Transfer Pricing Obligation in Nicaragua

Transfer prices refer to the amounts set between related parties for the transfer of tangible and intangible goods or services. The guiding principle behind these is the “Principle of Free Competition“, which means that prices agreed upon between related parties cannot differ from those agreed upon by independent companies in similar operations and circumstances.

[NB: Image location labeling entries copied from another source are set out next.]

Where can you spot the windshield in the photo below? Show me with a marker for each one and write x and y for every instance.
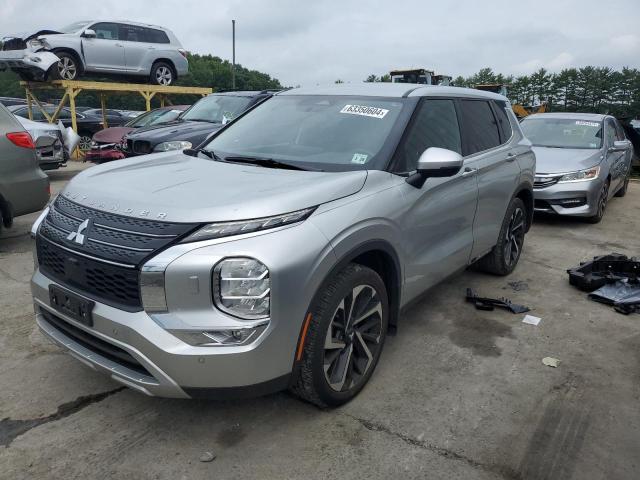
(217, 108)
(74, 27)
(563, 132)
(325, 132)
(153, 118)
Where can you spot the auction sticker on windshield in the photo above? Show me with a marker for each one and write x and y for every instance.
(365, 111)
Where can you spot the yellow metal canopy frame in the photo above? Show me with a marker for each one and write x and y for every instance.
(73, 87)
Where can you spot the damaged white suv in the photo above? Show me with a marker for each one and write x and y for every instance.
(96, 47)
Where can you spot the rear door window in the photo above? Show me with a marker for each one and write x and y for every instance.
(435, 124)
(106, 31)
(480, 129)
(503, 120)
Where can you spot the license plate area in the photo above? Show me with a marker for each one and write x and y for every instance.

Nicaraguan legislation regulates transfer pricing in the Tax Concertation Law, applying to operations conducted between related parties, both resident and non-resident, including companies operating under the special regime of free trade zones. There are several criteria by which it is determined whether companies are related, such as:

    1. Common shareholding.
    2. Voting rights.
    3. Decision-making capacity over companies.
    4. Kinship relations.
    5. Business association.

It is important to note that current tax legislation establishes the obligation for taxpayers to have sufficient information, documents, and analysis to assess their transactions with related parties at the time of filing their annual income tax return. In this regard, the General Directorate of Revenues (DGI) may request taxpayers to provide their updated transfer pricing studies and all supporting documents related to transactions with related companies at any time. Failure to comply with this requirement may result in penalties and tax adjustments for the taxpayer. Therefore, it is important to review the availability of this information and documentation, as well as the validity of transfer pricing studies.